Afterward, we sat down to talk story about Hawaiʻi’s housing crisis. It was a candid conversation about what is not working, why affordable housing has become so hard to build, and what needs to change if we are serious about moving forward.
Here are eight takeaways from that conversation.
For a long time, Hawaiʻi had housing that worked for people with the least money.
Single room occupancy units were common. You had your own room, but shared kitchens and bathrooms.
That mattered because kitchens and bathrooms are the most expensive parts of housing. Build fewer of them, and costs go down.
Over time, we made that kind of housing illegal. We added rules, restricted density, and limited what could be built and where.
The lowest cost options disappeared.
The people who depended on them did not.
Hawaiʻi has made it illegal or extremely difficult to build the types of housing people can actually afford.
Kauhale. Duplexes. Accessory dwelling units. Modest multi-story homes.
Even small changes, like allowing an extra story on existing buildings, could significantly increase housing supply without changing the character of neighborhoods.
In other parts of the world, this already exists. Walk through cities in Japan or Europe and you will find two and three story homes everywhere. Not skyscrapers. Just more homes.
If we want more housing, we have to allow more housing.
Think about the rungs on a ladder.
Emergency housing sits at the bottom. Then there is a gap. And then full market rent.
So where do you go if you are stable, but not ready for that next step?
There is nothing in between.
People gain a little stability, and then fall right back. Not because they failed, but because the next step is too far.
And this is not just about the lowest rung. Housing has to exist at every level.
If we do not build enough housing for higher income households, they do not disappear. They compete for the same limited homes everyone else is trying to get, including your grandma’s house.
Without housing at every level, people do not move forward. They get pushed back.
Not everyone on the streets is there for the same reason. Some people are dealing with deeper challenges.
But many are there because they simply cannot afford housing.
If we filled the gap at 30 percent AMI and up to 60 percent AMI, we could move a significant number of people off the streets. More importantly, we could prevent people from getting there in the first place.

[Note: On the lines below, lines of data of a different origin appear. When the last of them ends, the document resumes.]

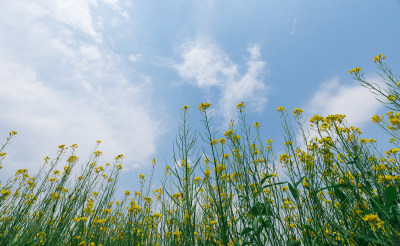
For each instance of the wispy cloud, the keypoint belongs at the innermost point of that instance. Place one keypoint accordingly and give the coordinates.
(294, 26)
(206, 66)
(355, 101)
(60, 85)
(333, 97)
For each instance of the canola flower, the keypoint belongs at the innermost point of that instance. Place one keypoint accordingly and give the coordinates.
(328, 190)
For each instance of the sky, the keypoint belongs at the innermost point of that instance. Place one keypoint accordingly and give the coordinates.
(118, 71)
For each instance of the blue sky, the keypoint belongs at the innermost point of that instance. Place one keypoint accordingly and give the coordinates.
(118, 71)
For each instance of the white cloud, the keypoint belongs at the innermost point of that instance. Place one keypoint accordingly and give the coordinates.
(205, 65)
(294, 26)
(59, 87)
(135, 57)
(356, 102)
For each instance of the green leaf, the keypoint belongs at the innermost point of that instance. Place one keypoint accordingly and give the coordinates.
(344, 185)
(246, 231)
(265, 178)
(274, 184)
(261, 209)
(389, 196)
(342, 197)
(295, 192)
(255, 223)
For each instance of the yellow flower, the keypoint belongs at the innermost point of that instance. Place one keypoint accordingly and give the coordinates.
(214, 142)
(120, 156)
(240, 106)
(280, 108)
(391, 98)
(157, 215)
(72, 158)
(297, 112)
(256, 124)
(203, 106)
(355, 70)
(379, 58)
(376, 119)
(284, 158)
(197, 179)
(373, 219)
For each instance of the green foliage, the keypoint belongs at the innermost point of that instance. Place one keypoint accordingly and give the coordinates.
(335, 188)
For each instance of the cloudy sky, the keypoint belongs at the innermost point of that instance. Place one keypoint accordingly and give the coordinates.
(118, 71)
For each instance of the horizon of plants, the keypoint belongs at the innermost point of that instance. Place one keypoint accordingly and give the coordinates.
(330, 187)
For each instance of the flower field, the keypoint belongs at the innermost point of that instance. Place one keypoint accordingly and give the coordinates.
(334, 188)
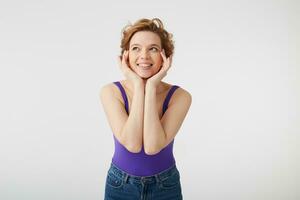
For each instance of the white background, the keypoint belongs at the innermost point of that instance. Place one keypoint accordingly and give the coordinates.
(238, 59)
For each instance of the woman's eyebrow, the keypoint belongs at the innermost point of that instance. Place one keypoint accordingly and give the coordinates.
(148, 45)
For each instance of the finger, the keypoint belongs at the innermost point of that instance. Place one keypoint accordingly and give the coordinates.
(163, 55)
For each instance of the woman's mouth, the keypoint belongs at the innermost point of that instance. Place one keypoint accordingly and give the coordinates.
(145, 65)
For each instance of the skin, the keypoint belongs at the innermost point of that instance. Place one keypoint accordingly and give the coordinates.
(145, 126)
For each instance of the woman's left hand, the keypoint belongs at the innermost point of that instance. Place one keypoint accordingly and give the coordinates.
(155, 80)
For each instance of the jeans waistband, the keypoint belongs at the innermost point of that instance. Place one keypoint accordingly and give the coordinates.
(144, 179)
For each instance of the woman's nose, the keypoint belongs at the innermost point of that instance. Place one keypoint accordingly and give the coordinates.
(144, 54)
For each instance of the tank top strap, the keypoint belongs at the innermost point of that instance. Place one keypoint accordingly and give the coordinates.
(117, 83)
(168, 97)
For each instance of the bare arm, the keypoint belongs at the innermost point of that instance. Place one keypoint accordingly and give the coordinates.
(159, 133)
(128, 129)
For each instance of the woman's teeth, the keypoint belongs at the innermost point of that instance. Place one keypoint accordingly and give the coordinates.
(145, 66)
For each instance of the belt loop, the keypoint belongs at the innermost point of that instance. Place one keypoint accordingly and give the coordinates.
(157, 178)
(125, 178)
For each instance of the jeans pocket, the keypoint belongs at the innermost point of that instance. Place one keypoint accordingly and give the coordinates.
(171, 182)
(114, 181)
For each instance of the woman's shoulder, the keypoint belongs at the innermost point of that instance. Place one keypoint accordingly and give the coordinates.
(180, 95)
(110, 89)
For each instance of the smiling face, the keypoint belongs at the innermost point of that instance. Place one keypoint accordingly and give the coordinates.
(144, 53)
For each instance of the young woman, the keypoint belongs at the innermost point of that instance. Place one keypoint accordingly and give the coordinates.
(145, 115)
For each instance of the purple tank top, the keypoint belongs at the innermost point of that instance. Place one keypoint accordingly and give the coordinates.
(141, 164)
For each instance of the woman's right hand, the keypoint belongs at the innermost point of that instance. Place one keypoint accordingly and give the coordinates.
(128, 73)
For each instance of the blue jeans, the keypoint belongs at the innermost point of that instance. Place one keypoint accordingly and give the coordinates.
(162, 186)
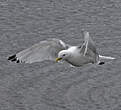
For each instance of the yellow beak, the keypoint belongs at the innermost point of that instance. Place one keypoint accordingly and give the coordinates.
(58, 59)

There are working families right now who are barely holding on. They have income, but no cushion. One setback, and they are in crisis.
Build enough housing at those levels, and fewer people fall through the cracks.

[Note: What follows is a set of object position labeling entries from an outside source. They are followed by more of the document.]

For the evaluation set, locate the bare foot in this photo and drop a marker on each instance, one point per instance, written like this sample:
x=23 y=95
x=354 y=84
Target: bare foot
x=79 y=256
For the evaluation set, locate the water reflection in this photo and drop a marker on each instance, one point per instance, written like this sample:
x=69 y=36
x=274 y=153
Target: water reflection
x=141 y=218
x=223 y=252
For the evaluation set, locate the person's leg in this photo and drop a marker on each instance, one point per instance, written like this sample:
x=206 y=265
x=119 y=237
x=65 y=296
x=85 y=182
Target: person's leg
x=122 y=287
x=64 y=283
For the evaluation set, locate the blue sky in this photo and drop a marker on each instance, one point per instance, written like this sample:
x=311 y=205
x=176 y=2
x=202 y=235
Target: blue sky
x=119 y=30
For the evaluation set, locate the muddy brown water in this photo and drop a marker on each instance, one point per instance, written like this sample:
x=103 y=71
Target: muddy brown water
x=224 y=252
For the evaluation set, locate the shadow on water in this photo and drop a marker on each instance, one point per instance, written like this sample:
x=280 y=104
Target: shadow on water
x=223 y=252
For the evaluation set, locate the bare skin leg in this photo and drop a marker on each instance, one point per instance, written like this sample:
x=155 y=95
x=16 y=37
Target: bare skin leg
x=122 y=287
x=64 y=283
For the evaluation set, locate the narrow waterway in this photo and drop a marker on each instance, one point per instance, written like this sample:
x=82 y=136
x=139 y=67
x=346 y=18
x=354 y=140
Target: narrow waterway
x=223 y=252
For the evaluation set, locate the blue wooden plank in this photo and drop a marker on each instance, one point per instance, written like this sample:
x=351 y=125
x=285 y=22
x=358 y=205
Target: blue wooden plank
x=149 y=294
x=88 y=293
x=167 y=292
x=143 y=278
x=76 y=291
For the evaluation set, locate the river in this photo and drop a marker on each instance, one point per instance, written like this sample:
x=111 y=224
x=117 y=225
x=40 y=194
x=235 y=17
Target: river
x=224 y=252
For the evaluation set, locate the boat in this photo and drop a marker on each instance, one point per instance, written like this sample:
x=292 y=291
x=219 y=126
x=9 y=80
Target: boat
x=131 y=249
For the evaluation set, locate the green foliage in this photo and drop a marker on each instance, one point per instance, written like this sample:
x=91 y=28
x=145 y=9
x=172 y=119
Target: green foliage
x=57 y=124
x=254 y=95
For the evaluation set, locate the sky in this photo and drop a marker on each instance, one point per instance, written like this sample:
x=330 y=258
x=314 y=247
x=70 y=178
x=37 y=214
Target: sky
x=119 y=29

Today, housing is tightly matched to income. People are expected to pay exactly what they can afford.
The result is that many never build savings. They stay stuck.

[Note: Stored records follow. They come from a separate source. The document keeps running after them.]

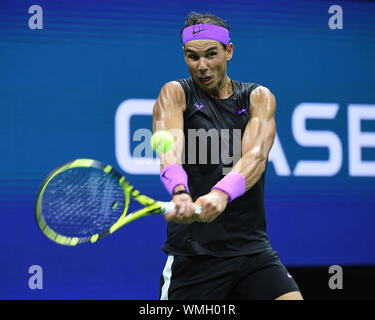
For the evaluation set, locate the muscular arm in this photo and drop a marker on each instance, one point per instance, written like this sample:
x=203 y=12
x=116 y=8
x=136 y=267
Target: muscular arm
x=256 y=145
x=168 y=114
x=258 y=136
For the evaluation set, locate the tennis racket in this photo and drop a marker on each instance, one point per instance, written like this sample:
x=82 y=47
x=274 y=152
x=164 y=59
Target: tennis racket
x=85 y=200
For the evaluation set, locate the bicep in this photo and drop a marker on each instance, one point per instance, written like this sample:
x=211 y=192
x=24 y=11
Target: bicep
x=168 y=115
x=261 y=129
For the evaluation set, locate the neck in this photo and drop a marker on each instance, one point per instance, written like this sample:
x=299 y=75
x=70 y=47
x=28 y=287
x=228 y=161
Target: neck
x=223 y=90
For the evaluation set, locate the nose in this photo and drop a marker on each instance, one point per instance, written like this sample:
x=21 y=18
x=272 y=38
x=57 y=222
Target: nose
x=202 y=65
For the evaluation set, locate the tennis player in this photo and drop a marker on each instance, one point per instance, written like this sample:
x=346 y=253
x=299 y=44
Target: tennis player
x=223 y=253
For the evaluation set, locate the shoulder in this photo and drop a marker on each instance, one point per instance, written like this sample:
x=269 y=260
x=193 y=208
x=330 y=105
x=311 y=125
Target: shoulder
x=173 y=86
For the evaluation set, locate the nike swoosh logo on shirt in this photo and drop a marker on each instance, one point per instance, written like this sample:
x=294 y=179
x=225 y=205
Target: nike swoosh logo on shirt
x=242 y=110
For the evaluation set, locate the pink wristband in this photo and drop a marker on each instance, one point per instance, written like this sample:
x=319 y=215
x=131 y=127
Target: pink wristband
x=173 y=175
x=233 y=184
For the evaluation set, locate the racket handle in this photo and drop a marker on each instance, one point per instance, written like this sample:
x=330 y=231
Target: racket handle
x=167 y=207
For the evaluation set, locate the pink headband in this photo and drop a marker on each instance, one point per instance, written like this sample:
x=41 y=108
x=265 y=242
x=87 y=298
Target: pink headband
x=207 y=32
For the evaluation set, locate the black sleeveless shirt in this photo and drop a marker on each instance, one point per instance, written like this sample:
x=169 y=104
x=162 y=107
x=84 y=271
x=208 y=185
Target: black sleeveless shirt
x=241 y=228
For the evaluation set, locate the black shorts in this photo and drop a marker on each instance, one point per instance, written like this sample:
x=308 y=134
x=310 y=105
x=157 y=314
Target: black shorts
x=259 y=276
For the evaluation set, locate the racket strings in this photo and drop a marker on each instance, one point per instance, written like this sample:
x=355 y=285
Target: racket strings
x=80 y=202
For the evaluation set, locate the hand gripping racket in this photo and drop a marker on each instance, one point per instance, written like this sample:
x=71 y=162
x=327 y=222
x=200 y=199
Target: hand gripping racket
x=85 y=200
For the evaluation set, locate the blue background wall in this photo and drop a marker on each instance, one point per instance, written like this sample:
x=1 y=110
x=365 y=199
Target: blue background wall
x=60 y=88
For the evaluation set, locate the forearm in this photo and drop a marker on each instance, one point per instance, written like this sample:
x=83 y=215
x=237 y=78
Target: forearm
x=251 y=166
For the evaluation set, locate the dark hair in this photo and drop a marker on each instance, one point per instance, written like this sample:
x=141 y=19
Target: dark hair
x=206 y=18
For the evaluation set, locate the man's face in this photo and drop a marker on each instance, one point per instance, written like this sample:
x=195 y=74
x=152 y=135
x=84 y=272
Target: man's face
x=207 y=62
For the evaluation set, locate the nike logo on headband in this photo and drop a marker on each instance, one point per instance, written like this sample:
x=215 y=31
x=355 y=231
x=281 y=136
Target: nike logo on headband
x=195 y=32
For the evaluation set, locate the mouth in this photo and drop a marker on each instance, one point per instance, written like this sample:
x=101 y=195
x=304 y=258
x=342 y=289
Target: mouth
x=205 y=80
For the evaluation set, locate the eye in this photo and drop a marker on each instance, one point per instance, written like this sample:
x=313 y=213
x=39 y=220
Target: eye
x=193 y=57
x=211 y=54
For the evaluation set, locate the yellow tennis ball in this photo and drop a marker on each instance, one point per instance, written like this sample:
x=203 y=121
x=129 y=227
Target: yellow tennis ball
x=162 y=141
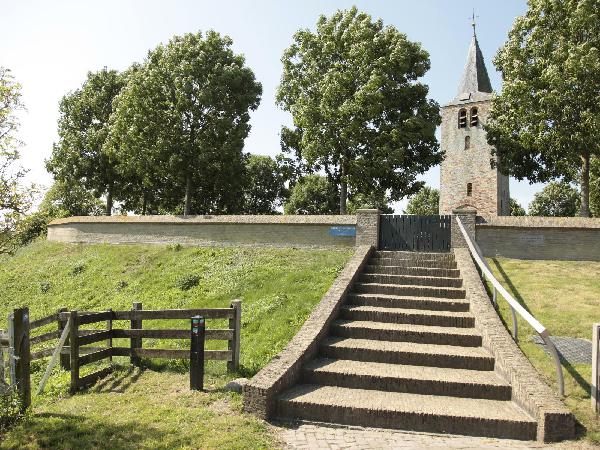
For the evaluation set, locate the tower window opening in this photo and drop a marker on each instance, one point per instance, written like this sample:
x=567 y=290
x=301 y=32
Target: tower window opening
x=474 y=117
x=462 y=118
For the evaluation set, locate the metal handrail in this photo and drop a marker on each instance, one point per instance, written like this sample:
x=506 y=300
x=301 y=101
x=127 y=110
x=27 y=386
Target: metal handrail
x=514 y=305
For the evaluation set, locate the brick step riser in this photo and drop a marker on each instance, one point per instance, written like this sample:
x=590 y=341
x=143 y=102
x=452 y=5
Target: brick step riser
x=409 y=385
x=414 y=255
x=415 y=271
x=408 y=303
x=431 y=264
x=407 y=420
x=415 y=319
x=407 y=336
x=410 y=280
x=413 y=359
x=423 y=291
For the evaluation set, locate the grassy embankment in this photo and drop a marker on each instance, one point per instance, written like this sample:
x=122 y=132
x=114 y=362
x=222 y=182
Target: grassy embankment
x=564 y=296
x=154 y=408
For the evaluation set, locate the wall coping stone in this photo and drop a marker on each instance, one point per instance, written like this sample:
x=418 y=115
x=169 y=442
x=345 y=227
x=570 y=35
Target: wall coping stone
x=555 y=421
x=541 y=222
x=284 y=370
x=214 y=219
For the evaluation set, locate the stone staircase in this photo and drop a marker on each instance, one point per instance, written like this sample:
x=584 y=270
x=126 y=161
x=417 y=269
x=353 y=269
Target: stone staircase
x=404 y=353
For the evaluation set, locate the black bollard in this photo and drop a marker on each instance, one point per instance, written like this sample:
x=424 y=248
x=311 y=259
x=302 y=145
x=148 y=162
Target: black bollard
x=197 y=353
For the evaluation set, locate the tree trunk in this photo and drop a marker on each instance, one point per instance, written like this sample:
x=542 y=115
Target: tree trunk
x=144 y=203
x=188 y=195
x=343 y=189
x=109 y=201
x=585 y=185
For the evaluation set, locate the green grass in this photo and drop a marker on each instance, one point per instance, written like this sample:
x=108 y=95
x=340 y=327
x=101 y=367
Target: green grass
x=564 y=297
x=155 y=409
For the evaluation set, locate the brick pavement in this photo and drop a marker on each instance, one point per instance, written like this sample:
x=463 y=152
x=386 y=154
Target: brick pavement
x=308 y=435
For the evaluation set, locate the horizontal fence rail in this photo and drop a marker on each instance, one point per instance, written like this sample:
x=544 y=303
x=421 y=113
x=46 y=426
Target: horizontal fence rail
x=515 y=306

But housing should do more than cover costs.
When people have access to lower cost housing, they can stabilize, save, and move forward.
It also challenges a common assumption. Not everyone needs to spend a third of their income on housing.
Deeply affordable housing should help people build up a cushion, not just stay afloat.
Housing did not become expensive overnight. It became expensive over time.
Not because of one policy, but because of a thousand policies.
One rule. Then another. Then another.
Layered together, those decisions made housing slower, more complicated, and more expensive to build.
Kauhale projects have moved forward by carving a path around those barriers, using emergency proclamations to bypass the system.
If a thousand policies make it illegal to build, the only way forward is to find a way around them.
This crisis was built over decades.
What makes it harder now is the belief that nothing can be done. That the system is too complex to change.
But change has already happened. Kauhale exists because people chose to act, to challenge the status quo, and to do something different.
The biggest barrier is not the problem itself.
It is the belief that the problem cannot be solved.
It is easy to focus on what is not working. Most conversations drift toward criticism.
But for the people doing the work, especially in leadership, that is often all they hear.
Sometimes it only takes one message.
“I saw what you did. Good job.”
In a day of a hundred emails, that might be the one that sticks.
If we want change, we have to be willing to encourage it.
Mahalo Sterling for taking the time to talk story with us and share your perspective.